Last week’s blog from the Chair of our Board of Trustees, Terenja Humphries, included an update on our progress with the new Environmental Health Practitioner (EHP) Registration Pathway, which we will be launching in September.
Members will recall that Terenja announced this project back in March as a response to concerns expressed by employers, members and other stakeholders. This announcement was then followed by a CIEH-conversations webinar which picked up on the subject.
Since then, we have been hard at work developing the new pathway and discussing our ideas with employer groups, academics, our Advisory Groups, former Portfolio of Professional Practice (PPP) assessors and others. A blog by our Director CIEH Northern Ireland, Gary McFarlane, followed in April and sketched out the broad shape of the pathway, inviting comments from all members via an online survey.

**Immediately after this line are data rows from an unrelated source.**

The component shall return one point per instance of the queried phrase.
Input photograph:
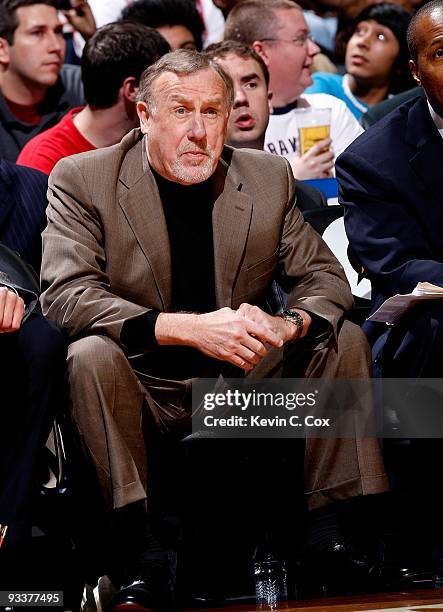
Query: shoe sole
(130, 607)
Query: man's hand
(224, 334)
(12, 311)
(81, 18)
(285, 330)
(315, 163)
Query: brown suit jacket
(106, 256)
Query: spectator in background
(112, 63)
(249, 117)
(278, 32)
(376, 60)
(35, 91)
(177, 20)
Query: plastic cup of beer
(313, 125)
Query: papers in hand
(394, 307)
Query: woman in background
(376, 60)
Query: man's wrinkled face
(428, 69)
(38, 48)
(178, 37)
(186, 129)
(250, 114)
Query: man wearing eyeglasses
(278, 32)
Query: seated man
(32, 358)
(35, 91)
(392, 191)
(112, 62)
(277, 30)
(157, 271)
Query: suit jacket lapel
(231, 221)
(422, 133)
(140, 202)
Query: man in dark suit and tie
(392, 188)
(32, 356)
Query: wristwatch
(293, 317)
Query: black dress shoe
(148, 591)
(342, 570)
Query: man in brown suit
(158, 255)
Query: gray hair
(252, 20)
(181, 62)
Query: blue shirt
(336, 85)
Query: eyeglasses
(298, 41)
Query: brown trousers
(109, 400)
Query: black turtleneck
(188, 214)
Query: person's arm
(81, 18)
(12, 311)
(382, 230)
(224, 334)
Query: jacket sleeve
(310, 272)
(76, 289)
(382, 230)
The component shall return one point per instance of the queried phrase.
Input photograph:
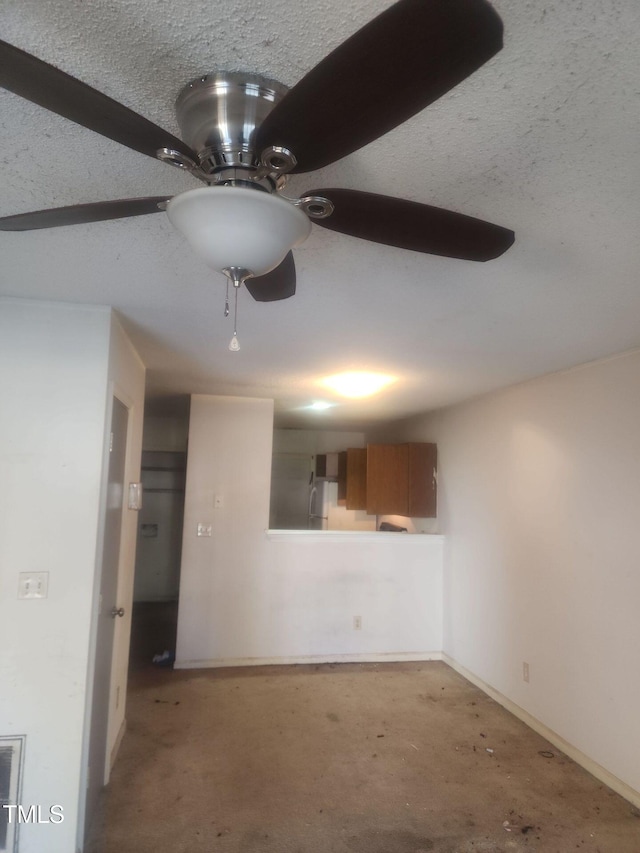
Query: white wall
(539, 497)
(248, 598)
(53, 393)
(59, 366)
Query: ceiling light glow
(358, 383)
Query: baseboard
(392, 657)
(559, 742)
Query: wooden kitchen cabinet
(342, 478)
(356, 495)
(401, 479)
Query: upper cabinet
(401, 479)
(356, 494)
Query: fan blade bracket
(176, 158)
(315, 206)
(277, 160)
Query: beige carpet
(393, 758)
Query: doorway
(108, 610)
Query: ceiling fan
(244, 134)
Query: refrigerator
(319, 501)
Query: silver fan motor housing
(218, 115)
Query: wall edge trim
(386, 657)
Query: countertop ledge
(354, 536)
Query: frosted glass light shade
(236, 227)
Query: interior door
(108, 610)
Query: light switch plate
(33, 584)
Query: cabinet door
(422, 480)
(388, 479)
(356, 478)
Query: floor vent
(11, 756)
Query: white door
(109, 611)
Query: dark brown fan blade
(77, 214)
(51, 88)
(280, 283)
(410, 225)
(389, 70)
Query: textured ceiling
(544, 139)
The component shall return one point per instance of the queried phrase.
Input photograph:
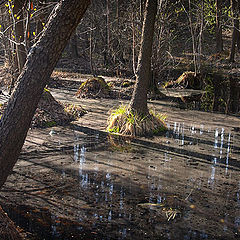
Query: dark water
(85, 185)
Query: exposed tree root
(94, 88)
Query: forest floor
(78, 182)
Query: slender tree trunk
(19, 34)
(219, 40)
(40, 63)
(73, 46)
(139, 99)
(235, 32)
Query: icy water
(74, 183)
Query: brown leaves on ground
(51, 112)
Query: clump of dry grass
(126, 122)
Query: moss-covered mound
(187, 80)
(125, 122)
(95, 87)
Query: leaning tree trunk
(40, 63)
(219, 40)
(235, 32)
(19, 34)
(139, 99)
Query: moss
(187, 80)
(127, 83)
(126, 122)
(50, 124)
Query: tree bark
(19, 34)
(40, 63)
(219, 41)
(139, 99)
(235, 32)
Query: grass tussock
(125, 122)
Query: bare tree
(40, 63)
(235, 32)
(139, 99)
(219, 40)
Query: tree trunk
(40, 63)
(73, 46)
(235, 32)
(19, 34)
(219, 41)
(139, 99)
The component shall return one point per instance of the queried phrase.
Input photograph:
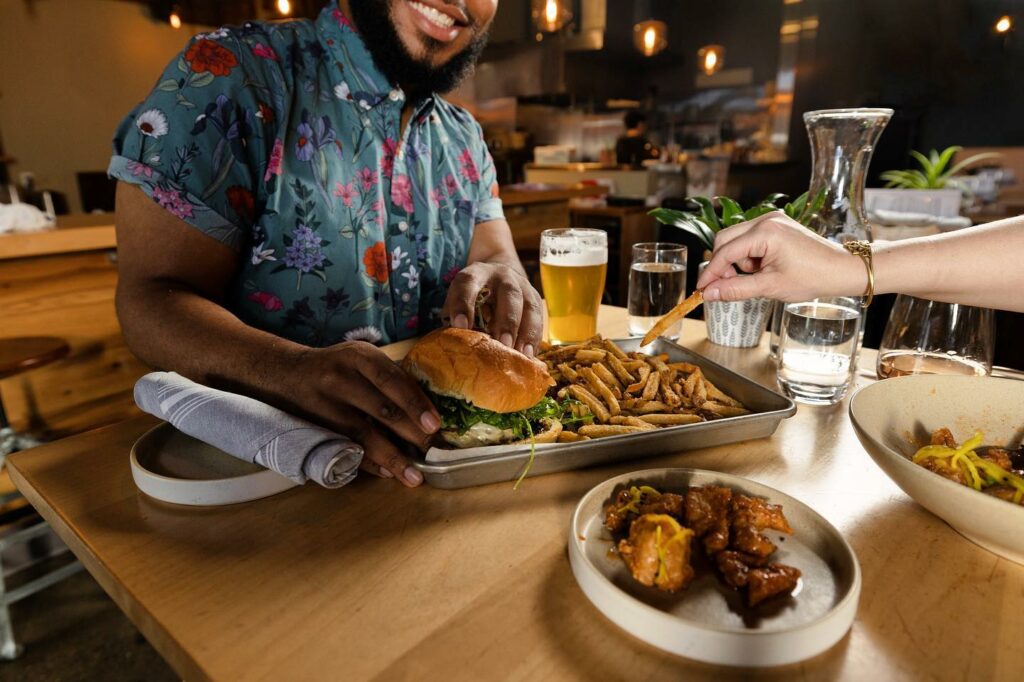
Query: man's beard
(373, 18)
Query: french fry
(651, 407)
(601, 430)
(590, 355)
(674, 315)
(650, 388)
(666, 420)
(602, 371)
(601, 389)
(613, 350)
(622, 373)
(633, 421)
(567, 371)
(596, 407)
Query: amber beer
(573, 266)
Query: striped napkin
(250, 430)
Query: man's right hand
(356, 390)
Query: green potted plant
(933, 188)
(738, 324)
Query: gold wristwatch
(863, 249)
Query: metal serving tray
(767, 411)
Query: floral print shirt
(282, 140)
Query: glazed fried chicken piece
(708, 515)
(751, 515)
(636, 501)
(657, 552)
(770, 581)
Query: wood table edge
(141, 617)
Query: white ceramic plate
(709, 621)
(894, 417)
(171, 466)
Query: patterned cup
(737, 324)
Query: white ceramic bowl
(894, 417)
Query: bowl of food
(953, 444)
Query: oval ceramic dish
(895, 417)
(171, 466)
(708, 621)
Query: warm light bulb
(649, 37)
(551, 11)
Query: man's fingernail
(430, 422)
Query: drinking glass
(817, 348)
(928, 337)
(657, 283)
(573, 266)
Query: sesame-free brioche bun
(468, 365)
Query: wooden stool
(16, 355)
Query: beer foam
(576, 257)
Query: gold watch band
(863, 249)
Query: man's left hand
(516, 320)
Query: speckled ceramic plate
(709, 621)
(895, 417)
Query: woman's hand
(356, 390)
(787, 262)
(516, 309)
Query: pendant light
(551, 15)
(650, 37)
(711, 58)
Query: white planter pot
(942, 203)
(736, 324)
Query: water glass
(928, 337)
(573, 267)
(817, 349)
(657, 283)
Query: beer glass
(573, 265)
(657, 283)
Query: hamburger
(486, 393)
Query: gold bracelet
(863, 249)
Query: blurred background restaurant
(714, 93)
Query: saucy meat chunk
(657, 552)
(708, 515)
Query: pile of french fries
(632, 392)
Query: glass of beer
(573, 265)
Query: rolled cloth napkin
(250, 430)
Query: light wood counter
(74, 233)
(378, 582)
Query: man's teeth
(438, 18)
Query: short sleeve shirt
(282, 140)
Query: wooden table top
(376, 581)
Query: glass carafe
(842, 142)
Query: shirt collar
(363, 83)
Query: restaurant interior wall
(72, 70)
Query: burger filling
(465, 425)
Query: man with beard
(294, 194)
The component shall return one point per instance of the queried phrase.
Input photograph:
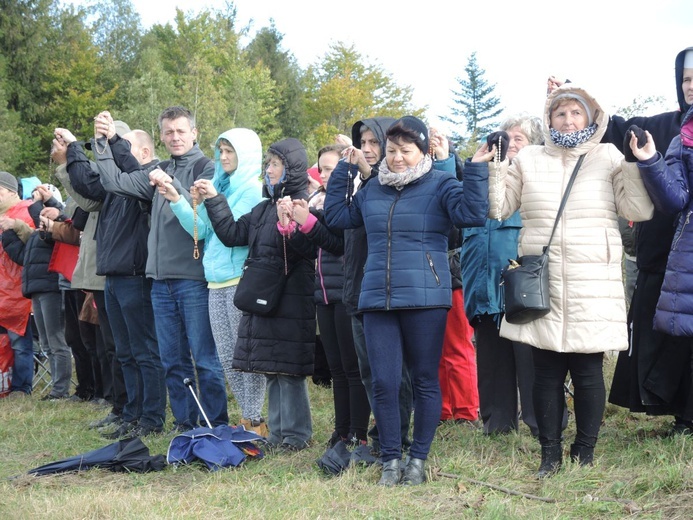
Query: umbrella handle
(188, 382)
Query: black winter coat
(284, 342)
(355, 242)
(329, 267)
(123, 227)
(653, 237)
(35, 256)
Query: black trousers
(586, 370)
(111, 372)
(503, 367)
(78, 339)
(351, 407)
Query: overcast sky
(617, 50)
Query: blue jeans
(129, 307)
(414, 337)
(23, 368)
(406, 404)
(288, 410)
(181, 315)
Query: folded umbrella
(219, 447)
(125, 455)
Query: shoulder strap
(565, 198)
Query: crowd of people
(156, 275)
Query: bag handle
(564, 199)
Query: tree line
(62, 64)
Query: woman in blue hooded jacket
(406, 292)
(238, 163)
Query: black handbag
(261, 285)
(525, 281)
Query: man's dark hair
(176, 112)
(400, 133)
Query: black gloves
(642, 140)
(492, 140)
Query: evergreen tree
(475, 106)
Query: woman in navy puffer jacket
(406, 290)
(668, 181)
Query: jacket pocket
(429, 258)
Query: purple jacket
(668, 181)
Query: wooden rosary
(196, 250)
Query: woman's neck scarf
(572, 139)
(400, 180)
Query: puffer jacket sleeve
(231, 232)
(666, 179)
(505, 187)
(13, 246)
(65, 232)
(467, 205)
(124, 182)
(325, 238)
(632, 199)
(338, 212)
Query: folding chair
(42, 373)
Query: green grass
(638, 471)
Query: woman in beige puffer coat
(588, 314)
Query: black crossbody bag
(525, 281)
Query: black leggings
(550, 370)
(351, 408)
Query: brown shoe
(258, 426)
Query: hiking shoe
(124, 430)
(287, 447)
(50, 397)
(143, 430)
(111, 418)
(681, 427)
(258, 426)
(362, 456)
(180, 428)
(75, 398)
(17, 394)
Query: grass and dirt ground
(639, 472)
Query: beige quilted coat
(588, 312)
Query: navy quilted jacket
(668, 181)
(407, 232)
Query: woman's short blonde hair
(529, 125)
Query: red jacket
(14, 308)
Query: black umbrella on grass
(124, 455)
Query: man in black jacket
(179, 288)
(655, 375)
(368, 136)
(121, 237)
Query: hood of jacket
(679, 79)
(248, 148)
(377, 125)
(295, 180)
(599, 116)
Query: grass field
(638, 472)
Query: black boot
(392, 473)
(551, 460)
(582, 454)
(414, 472)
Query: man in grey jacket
(179, 290)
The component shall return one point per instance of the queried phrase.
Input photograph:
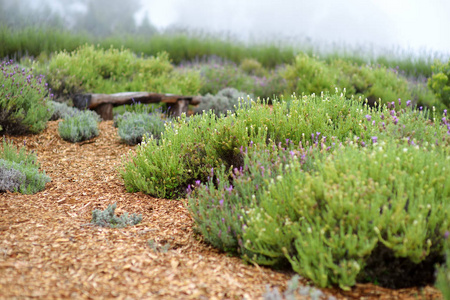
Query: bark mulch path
(48, 250)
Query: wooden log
(104, 103)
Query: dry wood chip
(47, 251)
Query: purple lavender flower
(189, 190)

These conversations and feedback have been invaluable in shaping the pathway and especially developing our new EHP portfolio, the latest iteration of which has been received positively, and with further suggested improvements, by employer groups during July.
I would like to take this opportunity to thank the large number of practitioners, employers and members who have taken the time to attend meetings and webinars or to feed back on the proposals by other means.
The responses we received included a broad consensus that there is an urgent need to take a ‘back-to-basics’ approach and produce the next generation of EHPs at pace, without compromising our professional standards. There was almost universal agreement that the pathway should include an accredited degree in environmental health, as well as a period spent demonstrating knowledge in practice, culminating in a professional interview.
Many of our colleagues were especially conscious of the large numbers of candidates who had not been able to complete previous learning portfolios such as the PPP, which led to a significant decline in the number of EHPs qualifying throughout the last decade.
For that reason, the new learning portfolio is being designed to include only the essential interventions that would be expected of a day-one-qualified EHP. Inevitably there were some very strong views about what those might be. I am pleased to say that, while we are still in the process of collating feedback from our meetings with employer groups in July, a consensus is now emerging about this.
Our aim is to produce an accessible learning portfolio that can reasonably be completed in an environmental health workplace context in 6-12 months. Completing an accredited environmental health degree, the EHP Portfolio and the Professional Discussion will lead to Registration as an Environmental Health Practitioner with CIEH.